Перо брызгалось, скрипело, он отшвырнул его, схватил другое. Он думал, что рассказ о том, что с ним произошло, займет много страниц, но вышла всего одна: он не находил слов. Он отложил перо уже почти спокойно. Встал и походил немного по комнате. Сна ни в одном глазу не было. Ему захотелось работать. Он пошел в спальню, ключом открыл сундучок, пошарил в нем, снизу, из-под хлама, достал другие листы бумаги — то были неоконченные наброски к одной вещи… Он сам не знал, что это могла бы быть за вещь; он начал писать ее, когда заканчивал собирать из кусочков «Путешествие Онегина». По инерции он писал ее тем же размером; но он не думал о том, будет ли она как-то привязана к «Онегину» или же нет. Да и не все ли равно? Вещь эта все равно никогда б не увидела света. Он писал там о людях, которых знал (и многих из них — любил), и о том, что они сделали (а вернее — не сделали) в тот день на Сенатской площади, и о том, что после сделали с ними.

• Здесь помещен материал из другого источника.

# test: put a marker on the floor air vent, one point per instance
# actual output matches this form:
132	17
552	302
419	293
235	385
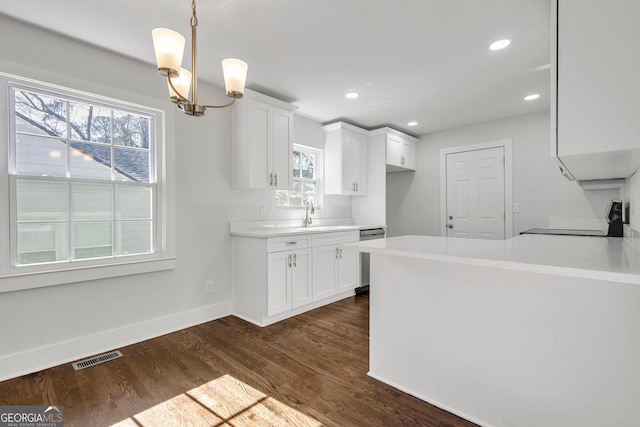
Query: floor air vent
96	360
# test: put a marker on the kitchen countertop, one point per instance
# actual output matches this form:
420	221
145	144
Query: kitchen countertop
283	230
609	258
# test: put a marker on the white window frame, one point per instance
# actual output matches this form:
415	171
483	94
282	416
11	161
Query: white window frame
317	202
162	256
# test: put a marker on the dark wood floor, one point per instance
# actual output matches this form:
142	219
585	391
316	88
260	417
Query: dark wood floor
307	370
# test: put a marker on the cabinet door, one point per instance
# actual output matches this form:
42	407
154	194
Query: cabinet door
597	87
348	270
359	163
282	147
348	184
258	134
394	150
324	273
278	282
409	155
301	278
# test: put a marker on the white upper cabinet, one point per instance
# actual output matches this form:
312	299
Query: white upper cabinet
595	80
400	149
345	165
262	142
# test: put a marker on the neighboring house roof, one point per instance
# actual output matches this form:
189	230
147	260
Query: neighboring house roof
130	163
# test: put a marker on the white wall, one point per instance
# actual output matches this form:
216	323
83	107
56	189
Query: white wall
47	326
544	195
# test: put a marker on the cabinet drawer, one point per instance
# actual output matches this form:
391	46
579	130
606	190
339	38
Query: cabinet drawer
276	244
323	239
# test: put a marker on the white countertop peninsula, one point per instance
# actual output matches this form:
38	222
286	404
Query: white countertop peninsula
606	258
266	229
531	331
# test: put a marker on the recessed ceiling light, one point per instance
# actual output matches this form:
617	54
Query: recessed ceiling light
500	44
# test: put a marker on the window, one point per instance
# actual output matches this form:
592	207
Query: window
305	179
82	181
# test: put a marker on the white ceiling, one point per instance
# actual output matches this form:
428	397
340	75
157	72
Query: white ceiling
422	60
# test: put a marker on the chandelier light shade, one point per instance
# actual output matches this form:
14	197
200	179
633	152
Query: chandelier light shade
183	84
169	47
235	76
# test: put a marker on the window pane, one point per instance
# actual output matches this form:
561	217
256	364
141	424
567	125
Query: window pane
295	196
130	130
307	165
282	198
90	161
40	114
41	201
309	192
132	164
90	123
296	164
92	240
133	202
40	156
134	237
91	201
38	243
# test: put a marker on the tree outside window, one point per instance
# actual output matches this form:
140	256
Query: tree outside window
82	178
305	179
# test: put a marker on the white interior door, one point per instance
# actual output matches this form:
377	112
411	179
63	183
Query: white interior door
475	194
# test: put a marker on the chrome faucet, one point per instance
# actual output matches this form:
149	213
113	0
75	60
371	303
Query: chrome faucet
309	210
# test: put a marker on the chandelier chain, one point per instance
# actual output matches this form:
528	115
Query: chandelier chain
194	18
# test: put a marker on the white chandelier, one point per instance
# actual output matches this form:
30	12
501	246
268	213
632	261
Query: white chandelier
169	48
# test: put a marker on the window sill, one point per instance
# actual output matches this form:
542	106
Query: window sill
22	281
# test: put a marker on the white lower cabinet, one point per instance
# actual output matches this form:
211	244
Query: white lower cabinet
288	281
275	278
334	270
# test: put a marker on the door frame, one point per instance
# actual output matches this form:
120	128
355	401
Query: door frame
508	181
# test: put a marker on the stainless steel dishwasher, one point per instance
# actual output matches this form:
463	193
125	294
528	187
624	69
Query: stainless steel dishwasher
367	234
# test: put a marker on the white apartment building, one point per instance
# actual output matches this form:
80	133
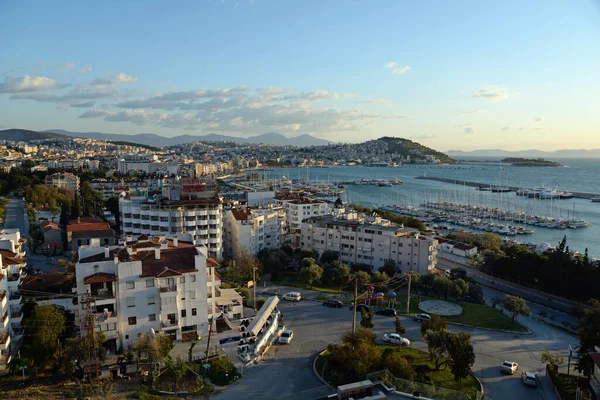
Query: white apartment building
200	217
253	229
64	179
12	262
168	285
371	241
297	209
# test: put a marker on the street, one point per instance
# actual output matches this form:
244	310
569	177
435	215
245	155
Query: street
288	368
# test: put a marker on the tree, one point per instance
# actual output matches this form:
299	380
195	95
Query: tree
400	329
340	274
514	305
380	278
362	277
48	323
458	273
458	289
389	268
588	333
440	286
310	271
366	319
438	347
436	324
399	366
462	355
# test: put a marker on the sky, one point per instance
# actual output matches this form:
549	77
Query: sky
448	74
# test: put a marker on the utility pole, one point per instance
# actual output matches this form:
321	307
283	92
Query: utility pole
408	299
354	305
254	287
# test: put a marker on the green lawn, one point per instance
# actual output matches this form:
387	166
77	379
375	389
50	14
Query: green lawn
427	374
290	280
478	315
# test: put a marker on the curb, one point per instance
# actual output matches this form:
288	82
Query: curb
315	369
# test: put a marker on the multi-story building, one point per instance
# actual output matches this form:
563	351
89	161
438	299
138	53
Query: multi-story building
370	240
188	209
168	285
253	229
297	209
13	262
64	179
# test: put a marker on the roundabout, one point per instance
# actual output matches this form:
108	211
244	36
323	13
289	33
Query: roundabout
440	307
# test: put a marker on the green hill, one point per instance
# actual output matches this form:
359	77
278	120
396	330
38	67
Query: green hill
24	135
416	150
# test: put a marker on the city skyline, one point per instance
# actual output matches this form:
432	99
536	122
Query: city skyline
460	76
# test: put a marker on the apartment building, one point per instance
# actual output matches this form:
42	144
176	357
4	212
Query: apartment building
253	229
297	209
64	179
13	262
168	285
370	240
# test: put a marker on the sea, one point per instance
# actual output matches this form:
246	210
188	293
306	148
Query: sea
576	175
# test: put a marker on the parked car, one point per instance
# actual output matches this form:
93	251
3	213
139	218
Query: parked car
509	367
394	338
292	296
529	378
360	307
422	317
390	312
333	303
286	337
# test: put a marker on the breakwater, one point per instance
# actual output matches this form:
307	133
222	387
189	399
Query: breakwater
579	195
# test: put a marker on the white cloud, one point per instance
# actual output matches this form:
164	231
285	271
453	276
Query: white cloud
395	68
114	80
21	84
492	93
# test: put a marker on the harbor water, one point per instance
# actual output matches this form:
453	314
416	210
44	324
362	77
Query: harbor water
577	175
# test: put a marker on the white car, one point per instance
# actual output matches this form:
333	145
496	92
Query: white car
286	337
394	338
509	367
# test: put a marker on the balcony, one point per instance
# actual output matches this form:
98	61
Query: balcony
166	289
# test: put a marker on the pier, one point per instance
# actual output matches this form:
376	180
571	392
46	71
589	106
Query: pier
578	195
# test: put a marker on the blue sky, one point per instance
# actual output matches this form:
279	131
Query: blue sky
460	74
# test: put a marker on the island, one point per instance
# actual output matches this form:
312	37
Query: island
529	162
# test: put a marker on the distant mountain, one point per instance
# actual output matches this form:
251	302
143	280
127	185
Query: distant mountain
24	135
573	153
151	139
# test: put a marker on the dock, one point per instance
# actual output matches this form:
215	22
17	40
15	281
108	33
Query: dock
579	195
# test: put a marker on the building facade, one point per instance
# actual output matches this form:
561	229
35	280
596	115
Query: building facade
64	179
168	285
371	241
253	229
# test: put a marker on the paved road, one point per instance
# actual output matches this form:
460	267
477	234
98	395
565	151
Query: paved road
289	368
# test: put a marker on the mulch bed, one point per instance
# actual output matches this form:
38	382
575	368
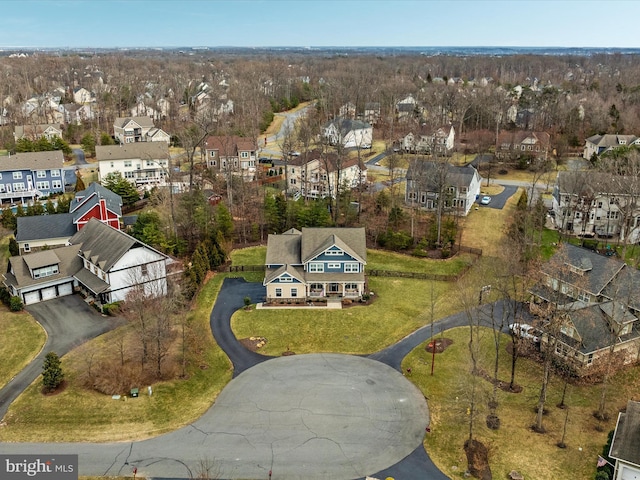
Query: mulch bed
441	344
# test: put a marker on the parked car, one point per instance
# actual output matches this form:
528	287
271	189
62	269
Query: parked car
526	331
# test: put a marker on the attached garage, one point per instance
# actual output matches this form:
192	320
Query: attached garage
31	297
65	289
48	293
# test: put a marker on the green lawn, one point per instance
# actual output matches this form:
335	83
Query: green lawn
514	446
77	414
400	307
21	340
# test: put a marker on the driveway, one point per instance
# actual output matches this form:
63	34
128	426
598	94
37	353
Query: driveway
498	201
68	322
312	416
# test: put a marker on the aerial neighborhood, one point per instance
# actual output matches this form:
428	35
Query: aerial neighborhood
473	225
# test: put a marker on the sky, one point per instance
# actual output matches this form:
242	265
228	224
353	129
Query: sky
303	23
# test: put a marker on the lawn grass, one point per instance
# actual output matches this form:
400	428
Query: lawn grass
485	227
21	340
382	260
76	414
356	329
514	446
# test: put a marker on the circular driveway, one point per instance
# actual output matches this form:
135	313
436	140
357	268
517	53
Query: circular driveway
315	416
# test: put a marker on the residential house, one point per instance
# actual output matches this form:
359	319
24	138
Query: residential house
440	141
349	133
74	114
138	129
100	260
348	110
625	445
597	204
599	144
372	112
28	176
231	154
314	174
145	164
430	182
36	132
595	299
39	232
316	263
523	145
82	96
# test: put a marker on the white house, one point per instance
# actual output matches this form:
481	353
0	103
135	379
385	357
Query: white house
138	129
317	175
143	163
429	183
349	133
104	262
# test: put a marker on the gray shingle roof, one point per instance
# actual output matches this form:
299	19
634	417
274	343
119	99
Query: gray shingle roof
626	441
69	263
594	280
143	121
32	161
40	227
88	198
142	150
426	172
351	240
103	244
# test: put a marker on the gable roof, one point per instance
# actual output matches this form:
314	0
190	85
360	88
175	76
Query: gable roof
350	240
38	227
599	269
230	145
86	199
143	121
426	171
68	263
141	150
32	161
625	445
102	244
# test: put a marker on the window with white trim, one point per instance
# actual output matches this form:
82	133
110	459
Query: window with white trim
351	267
317	267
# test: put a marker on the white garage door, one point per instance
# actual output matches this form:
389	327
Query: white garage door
48	293
31	297
66	289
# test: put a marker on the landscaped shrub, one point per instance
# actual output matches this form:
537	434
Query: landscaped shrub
111	309
15	304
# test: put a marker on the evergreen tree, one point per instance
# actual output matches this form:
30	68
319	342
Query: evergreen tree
52	374
79	182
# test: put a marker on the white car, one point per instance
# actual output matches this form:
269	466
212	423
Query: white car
524	330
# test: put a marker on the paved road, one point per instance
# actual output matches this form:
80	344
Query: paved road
312	416
68	322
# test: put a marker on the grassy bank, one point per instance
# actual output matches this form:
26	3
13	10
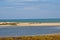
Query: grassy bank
44	37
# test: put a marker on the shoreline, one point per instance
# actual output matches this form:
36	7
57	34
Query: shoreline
29	24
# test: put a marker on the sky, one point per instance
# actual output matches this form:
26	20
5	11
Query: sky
29	9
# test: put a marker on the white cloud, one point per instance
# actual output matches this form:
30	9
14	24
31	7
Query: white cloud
24	0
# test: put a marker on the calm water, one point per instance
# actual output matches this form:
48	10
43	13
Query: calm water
29	20
22	31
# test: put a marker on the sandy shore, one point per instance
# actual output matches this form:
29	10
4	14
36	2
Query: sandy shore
28	24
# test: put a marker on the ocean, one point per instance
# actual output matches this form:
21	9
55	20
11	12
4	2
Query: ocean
28	30
29	20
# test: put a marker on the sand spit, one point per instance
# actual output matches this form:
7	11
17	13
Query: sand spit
42	37
28	24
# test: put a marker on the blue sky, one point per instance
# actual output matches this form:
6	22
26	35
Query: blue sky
29	9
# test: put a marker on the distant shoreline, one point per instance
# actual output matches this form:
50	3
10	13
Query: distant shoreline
29	24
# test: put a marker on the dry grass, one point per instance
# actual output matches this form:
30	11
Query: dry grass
46	37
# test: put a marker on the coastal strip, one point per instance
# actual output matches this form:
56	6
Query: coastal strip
29	24
40	37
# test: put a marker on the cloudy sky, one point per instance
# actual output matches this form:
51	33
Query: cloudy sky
29	9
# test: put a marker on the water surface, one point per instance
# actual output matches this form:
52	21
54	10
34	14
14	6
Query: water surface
32	30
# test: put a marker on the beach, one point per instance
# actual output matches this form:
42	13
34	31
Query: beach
29	24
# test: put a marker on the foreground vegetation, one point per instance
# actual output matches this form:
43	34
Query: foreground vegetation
46	37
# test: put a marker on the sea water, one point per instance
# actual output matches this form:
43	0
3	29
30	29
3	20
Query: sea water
29	20
29	30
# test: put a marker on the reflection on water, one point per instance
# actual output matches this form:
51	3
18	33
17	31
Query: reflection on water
21	31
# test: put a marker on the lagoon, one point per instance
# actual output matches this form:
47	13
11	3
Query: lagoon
27	30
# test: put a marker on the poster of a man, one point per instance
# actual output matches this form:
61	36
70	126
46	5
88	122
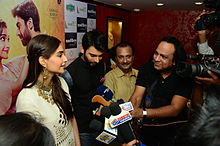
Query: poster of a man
23	19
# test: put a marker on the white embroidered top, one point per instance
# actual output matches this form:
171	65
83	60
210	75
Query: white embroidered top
49	114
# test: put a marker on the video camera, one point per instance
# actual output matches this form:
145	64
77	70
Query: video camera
208	20
206	62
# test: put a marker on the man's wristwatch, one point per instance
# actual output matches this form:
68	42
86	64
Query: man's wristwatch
144	113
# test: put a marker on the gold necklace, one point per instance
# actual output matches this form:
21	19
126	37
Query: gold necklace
45	91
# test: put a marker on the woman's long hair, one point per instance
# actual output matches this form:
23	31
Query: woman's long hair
45	46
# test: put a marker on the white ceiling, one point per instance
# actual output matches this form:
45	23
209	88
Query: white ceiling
151	4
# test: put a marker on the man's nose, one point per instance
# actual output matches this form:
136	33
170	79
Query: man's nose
157	57
97	59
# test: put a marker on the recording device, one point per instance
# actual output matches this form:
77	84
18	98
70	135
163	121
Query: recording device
118	116
107	134
113	112
100	99
206	62
105	92
211	19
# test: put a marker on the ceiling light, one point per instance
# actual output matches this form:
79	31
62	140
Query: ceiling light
136	10
118	5
160	4
198	3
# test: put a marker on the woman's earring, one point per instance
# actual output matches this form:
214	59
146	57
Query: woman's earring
45	73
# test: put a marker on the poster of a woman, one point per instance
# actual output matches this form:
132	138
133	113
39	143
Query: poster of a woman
23	19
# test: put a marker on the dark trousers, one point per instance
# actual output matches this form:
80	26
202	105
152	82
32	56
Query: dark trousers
159	135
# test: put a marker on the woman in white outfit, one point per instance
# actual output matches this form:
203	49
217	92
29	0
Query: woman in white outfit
46	94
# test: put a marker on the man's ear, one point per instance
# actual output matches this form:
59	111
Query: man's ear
42	61
81	50
30	24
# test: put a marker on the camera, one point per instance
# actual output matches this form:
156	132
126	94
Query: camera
206	62
208	20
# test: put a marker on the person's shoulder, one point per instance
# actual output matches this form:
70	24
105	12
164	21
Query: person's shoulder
147	66
115	71
25	95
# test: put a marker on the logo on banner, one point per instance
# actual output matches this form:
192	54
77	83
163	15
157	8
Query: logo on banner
81	24
91	11
70	8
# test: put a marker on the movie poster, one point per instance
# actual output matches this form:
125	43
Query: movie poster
79	17
20	20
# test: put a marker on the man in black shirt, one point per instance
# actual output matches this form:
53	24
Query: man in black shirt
87	73
166	97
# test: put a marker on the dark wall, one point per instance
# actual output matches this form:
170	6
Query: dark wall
145	29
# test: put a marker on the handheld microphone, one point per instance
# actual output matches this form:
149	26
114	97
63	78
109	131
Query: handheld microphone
107	134
100	99
118	116
105	92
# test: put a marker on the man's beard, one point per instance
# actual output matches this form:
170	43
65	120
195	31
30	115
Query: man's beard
91	64
26	37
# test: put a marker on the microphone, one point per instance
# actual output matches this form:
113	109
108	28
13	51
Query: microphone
118	116
105	92
100	99
125	132
107	134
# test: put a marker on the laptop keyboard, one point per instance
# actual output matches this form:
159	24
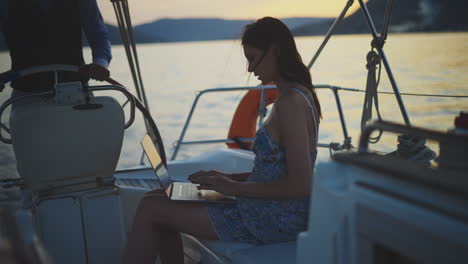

Когда он писал эту вещь, она ему нравилась. Теперь, после всего, что видел он в зеркале, она больше не нравилась ему. Он видел слишком много, слишком далеко. Он видел: на запад пятиглавый Бешту синеет; на север поднимается Машук, как мохнатая персидская шапка… Видел: июльский душный вечер, собирается гроза, привязанные лошади нервно переступают ногами, отмахиваются от мух… Двое стоят друг против друга и медлят стрелять; наконец выстрел… и тут же хлынул дождь… Мертвое молодое лицо: черные глаза, брови заломлены… Лицо было незнакомое — и в то же время как будто бы знакомое. Закрывают убитому глаза, укутывают тело шинелью. Дождь все пуще. Как получилось, что он все знал про этого мертвого юношу? Он никогда не видел, не встречал его. Все это было так странно.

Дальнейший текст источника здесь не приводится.